Kinship was the primary indicator of belonging in Pueblo societies, and this kinship was traced through the maternal clan. Although many Pueblo people had long been a product of relations between Indigenous people and Spaniards— including the revolutionary PoPay— “mixed” children where never seen as “less Pueblo” in essence. Only when the legitimacy of tribal sovereignty, National identity, and the possibility of loss of federal recognition became dependent on blood quantum, did Pueblo people begin to cling to it a primary identity marker. This coupled with the patriarchal structure that has been instilled into Pueblo governance, both traditional and non-traditional, resulted in a stigma toward woman who bore children with a non-Indian father or who simply bore a child outside of a Catholic marriage.
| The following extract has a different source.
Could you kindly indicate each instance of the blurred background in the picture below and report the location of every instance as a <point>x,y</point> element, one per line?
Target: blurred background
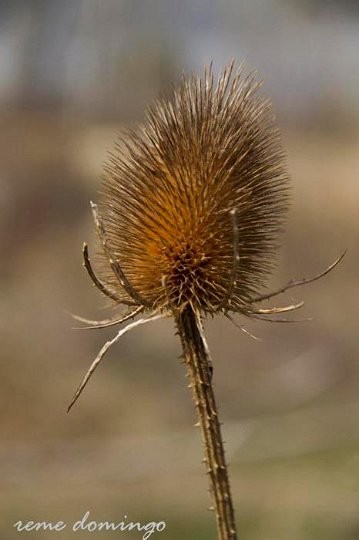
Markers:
<point>73,74</point>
Along with cultural participation, conservative Catholic values are conflated with representing one’s self as “essentially pueblo”, for Women this means a suppression of leadership, intellect, sexuality, and autonomy. If we seek to uphold our sacred way of life we must acknowledge that hostile and demining attitudes toward women and two spirt individuals are attitudes instilled by conquest that have been living through our own people and practices, continuing a cycle of violence.
I believe that in order to combat the political and social strife that remains rampant in Pueblo communities we must be critical of heteropatriarchy and the hierarchies it upholds at all levels of Pueblo society. The presence of Heteropatriarchy not only obstructs our understanding of identity and ourselves, it also continues to permeate the most sacred knowledge and practices that Pueblo people so deeply pride themselves in retaining. When old stories stop being told and ceremonies are lost in the pursuit of erasing powerful feminine and two-spirit deities, historical figures, and contemporary leaders we all lose what grounds us in our creation narratives, kinship, and sense of belonging by pre-colonial standards.
Sources Cited:
· Forbes, J. D. (2000). Blood quantum: A relic of racism and termination. The People’s Voice, 1-2.
· Jacobsen, K. M. (2017). The sound of Navajo country: music, language, and Diné belonging. NC: University of North Carolina Press.
· Norcini, M. (2005). The Political Process of Factionalism and Self-Governance at Santa Clara Pueblo, New Mexico. Proceedings of the American Philosophical Society, 149(4), 544-590.
· McQuade, L. (2008). Reframing reproductive oppression: medical research into mortality at San Juan Pueblo. UCLA Center for the Study of Women.
· Ramirez, R. K. (2007). Native hubs: Culture, community, and belonging in Silicon Valley and beyond. Duke University Press.
· Sturm, C. (2002). Blood politics: Race, culture, and identity in the Cherokee Nation of Oklahoma. Univ of California Press.